New York Portfolio Clearing, a start-up clearinghouse co-owned by NYSE Euronext, won regulatory approval to clear derivatives, paving the way for competition with futures exchange giant CME Group Inc.
NYPC, jointly owned by the Big Board’s parent and the Depository Trust and Clearing Corp, will clear interest rate futures offered by NYSE Euronext’s U.S. futures exchange, NYSE Liffe, a statement from the U.S. Commodity Futures Trading Commission said.
But the regulator withheld approval of a key part of NYPC’s business plan, the ability to offset margins deposited at the clearinghouse to back futures against margins put up to guarantee holdings in Treasury securities.
The so-called cross-margining would have cut costs substantially for traders who now use CME.
“If you look at all the different challenges to CME, it was always apples to apples,” said Paul Zubulake, senior analyst at Aite Group. “So this is the first time that we’re seeing something adding value to the ultimate end user of these contracts.”
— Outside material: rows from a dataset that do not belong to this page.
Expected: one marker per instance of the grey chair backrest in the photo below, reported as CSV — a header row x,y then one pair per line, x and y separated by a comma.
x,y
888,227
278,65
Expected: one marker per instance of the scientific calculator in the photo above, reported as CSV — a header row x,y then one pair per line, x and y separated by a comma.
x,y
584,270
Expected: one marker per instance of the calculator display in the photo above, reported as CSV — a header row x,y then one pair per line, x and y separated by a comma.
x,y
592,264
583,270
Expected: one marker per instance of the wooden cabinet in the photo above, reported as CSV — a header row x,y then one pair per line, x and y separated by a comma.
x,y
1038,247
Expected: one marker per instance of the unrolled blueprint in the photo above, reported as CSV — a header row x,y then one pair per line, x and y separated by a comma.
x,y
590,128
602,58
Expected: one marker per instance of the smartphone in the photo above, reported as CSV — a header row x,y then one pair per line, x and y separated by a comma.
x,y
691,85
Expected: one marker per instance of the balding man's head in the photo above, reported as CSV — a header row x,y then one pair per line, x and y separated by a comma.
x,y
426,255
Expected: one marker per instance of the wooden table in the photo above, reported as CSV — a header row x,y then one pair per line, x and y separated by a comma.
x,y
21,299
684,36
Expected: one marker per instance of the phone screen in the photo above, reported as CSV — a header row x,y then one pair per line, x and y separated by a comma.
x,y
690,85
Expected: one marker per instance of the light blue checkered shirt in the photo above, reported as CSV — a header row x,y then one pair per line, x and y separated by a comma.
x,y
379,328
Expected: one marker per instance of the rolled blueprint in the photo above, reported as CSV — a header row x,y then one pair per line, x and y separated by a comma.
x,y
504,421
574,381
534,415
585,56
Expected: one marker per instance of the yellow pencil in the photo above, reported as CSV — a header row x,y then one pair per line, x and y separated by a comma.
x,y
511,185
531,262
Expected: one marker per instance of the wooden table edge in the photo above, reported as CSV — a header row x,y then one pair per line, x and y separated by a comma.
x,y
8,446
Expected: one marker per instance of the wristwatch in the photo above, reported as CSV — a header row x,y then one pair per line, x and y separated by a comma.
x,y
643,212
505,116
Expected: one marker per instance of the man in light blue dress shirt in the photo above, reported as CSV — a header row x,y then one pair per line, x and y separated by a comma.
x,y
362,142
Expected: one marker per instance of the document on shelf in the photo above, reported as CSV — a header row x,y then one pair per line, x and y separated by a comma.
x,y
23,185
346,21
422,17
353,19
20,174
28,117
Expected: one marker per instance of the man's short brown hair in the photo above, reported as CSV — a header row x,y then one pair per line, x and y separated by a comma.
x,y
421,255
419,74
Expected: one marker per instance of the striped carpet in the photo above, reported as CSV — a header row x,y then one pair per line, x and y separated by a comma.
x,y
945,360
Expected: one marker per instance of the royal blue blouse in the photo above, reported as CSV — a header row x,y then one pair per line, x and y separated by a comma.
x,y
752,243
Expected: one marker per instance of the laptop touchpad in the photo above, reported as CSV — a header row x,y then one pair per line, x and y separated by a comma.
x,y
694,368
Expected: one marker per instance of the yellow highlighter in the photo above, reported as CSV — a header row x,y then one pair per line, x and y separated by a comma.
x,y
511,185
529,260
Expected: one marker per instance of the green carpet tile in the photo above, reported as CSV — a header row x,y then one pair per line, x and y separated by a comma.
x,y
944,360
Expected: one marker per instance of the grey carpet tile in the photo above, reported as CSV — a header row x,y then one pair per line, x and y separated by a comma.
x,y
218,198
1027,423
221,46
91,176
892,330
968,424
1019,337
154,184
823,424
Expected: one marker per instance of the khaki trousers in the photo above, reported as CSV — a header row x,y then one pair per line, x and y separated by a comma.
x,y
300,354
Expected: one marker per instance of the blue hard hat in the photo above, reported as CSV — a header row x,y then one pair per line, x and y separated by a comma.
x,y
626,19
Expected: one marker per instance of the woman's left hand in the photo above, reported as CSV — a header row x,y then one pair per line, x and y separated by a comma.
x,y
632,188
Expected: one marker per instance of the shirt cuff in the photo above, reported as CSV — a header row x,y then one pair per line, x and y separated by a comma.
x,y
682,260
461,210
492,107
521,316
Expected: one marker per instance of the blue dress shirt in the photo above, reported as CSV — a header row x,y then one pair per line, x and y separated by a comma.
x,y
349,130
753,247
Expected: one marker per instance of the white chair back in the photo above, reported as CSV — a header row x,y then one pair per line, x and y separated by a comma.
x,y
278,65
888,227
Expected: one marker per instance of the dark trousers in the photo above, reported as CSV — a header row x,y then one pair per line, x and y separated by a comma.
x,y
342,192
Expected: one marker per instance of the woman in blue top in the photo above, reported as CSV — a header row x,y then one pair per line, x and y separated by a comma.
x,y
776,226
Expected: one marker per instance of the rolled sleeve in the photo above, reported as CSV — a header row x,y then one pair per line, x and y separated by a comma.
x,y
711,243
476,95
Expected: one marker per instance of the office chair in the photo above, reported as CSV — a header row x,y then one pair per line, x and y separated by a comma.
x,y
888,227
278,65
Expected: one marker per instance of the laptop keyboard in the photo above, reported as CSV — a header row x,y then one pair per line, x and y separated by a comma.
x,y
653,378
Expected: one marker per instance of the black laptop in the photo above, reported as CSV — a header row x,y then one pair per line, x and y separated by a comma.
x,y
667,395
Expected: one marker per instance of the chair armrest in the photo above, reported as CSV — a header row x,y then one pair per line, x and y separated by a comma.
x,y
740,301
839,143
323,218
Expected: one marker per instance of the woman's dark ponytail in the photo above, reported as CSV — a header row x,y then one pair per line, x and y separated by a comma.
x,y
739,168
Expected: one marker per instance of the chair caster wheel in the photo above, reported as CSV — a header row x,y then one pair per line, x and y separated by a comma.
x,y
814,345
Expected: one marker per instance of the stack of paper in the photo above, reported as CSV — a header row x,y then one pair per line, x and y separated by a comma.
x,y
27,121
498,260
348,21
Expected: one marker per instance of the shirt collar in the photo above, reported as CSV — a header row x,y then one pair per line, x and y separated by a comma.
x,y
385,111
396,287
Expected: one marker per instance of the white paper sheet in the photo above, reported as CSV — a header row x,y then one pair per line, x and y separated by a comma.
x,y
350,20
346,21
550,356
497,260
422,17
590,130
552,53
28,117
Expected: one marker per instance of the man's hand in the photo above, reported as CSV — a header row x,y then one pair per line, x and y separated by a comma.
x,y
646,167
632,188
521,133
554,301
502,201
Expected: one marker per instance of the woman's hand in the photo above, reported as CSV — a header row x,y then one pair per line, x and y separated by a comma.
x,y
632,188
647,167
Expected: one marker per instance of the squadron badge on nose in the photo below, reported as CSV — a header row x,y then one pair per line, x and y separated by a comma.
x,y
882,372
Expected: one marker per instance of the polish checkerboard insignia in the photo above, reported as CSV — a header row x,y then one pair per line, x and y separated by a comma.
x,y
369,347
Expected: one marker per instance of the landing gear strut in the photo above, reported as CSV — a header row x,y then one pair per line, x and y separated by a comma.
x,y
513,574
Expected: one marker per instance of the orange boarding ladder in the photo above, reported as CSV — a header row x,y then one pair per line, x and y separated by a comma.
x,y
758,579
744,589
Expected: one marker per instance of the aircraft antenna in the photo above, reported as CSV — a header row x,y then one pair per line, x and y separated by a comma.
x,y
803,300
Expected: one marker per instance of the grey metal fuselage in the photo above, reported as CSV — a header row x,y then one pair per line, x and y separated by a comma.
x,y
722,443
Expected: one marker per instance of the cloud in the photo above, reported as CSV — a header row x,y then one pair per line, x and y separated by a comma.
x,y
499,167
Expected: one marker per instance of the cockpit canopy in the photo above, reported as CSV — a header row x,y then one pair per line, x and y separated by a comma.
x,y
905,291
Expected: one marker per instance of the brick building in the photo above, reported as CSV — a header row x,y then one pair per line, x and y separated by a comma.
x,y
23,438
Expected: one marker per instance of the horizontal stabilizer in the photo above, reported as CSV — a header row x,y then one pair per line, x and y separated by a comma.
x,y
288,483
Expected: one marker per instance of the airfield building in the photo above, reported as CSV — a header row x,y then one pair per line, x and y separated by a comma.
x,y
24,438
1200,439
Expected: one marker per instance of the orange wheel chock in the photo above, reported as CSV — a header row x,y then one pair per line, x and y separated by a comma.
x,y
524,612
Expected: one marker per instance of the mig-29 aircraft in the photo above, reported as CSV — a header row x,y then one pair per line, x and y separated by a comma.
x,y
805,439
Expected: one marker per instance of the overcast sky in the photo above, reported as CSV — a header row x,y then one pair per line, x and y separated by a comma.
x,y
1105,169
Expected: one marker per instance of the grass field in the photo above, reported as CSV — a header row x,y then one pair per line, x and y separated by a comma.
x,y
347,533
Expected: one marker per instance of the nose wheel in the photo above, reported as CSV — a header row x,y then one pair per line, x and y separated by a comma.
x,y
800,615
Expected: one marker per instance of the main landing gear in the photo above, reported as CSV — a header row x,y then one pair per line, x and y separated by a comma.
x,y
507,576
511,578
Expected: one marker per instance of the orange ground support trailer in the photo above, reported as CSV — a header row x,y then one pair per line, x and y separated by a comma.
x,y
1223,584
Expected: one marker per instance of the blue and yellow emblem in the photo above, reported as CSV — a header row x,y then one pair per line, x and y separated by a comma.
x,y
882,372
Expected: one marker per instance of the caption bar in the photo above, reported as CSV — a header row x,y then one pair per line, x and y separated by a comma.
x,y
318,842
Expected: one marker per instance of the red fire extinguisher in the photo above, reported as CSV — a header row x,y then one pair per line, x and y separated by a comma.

The CFTC said it was still considering a key request by the clearinghouse to offer cross-margining between U.S. Treasury futures and Treasury securities. The cross-margining agreement also needs approval from the Securities and Exchange Commission, which has until February 28 to make its decision.
NYSE Euronext Chief Executive Duncan Niederauer has said he plans to start offering interest-rate futures cleared through NYPC by mid-March. He also plans to eventually use the clearinghouse to break into clearing of over-the-counter interest-rate swaps, a $400 trillion industry that will be mostly forced into clearinghouses by recent Wall Street reform.
Even if NYPC wins cross-margining approval from the CFTC, its success is not guaranteed, Zubulake said.
“Until they open it up to everybody, the response could be muted in the beginning,” he said. “Liquidity is still going to be the deciding factor in where you trade.”
CME Group currently dominates trading of interest-rate futures in the United States.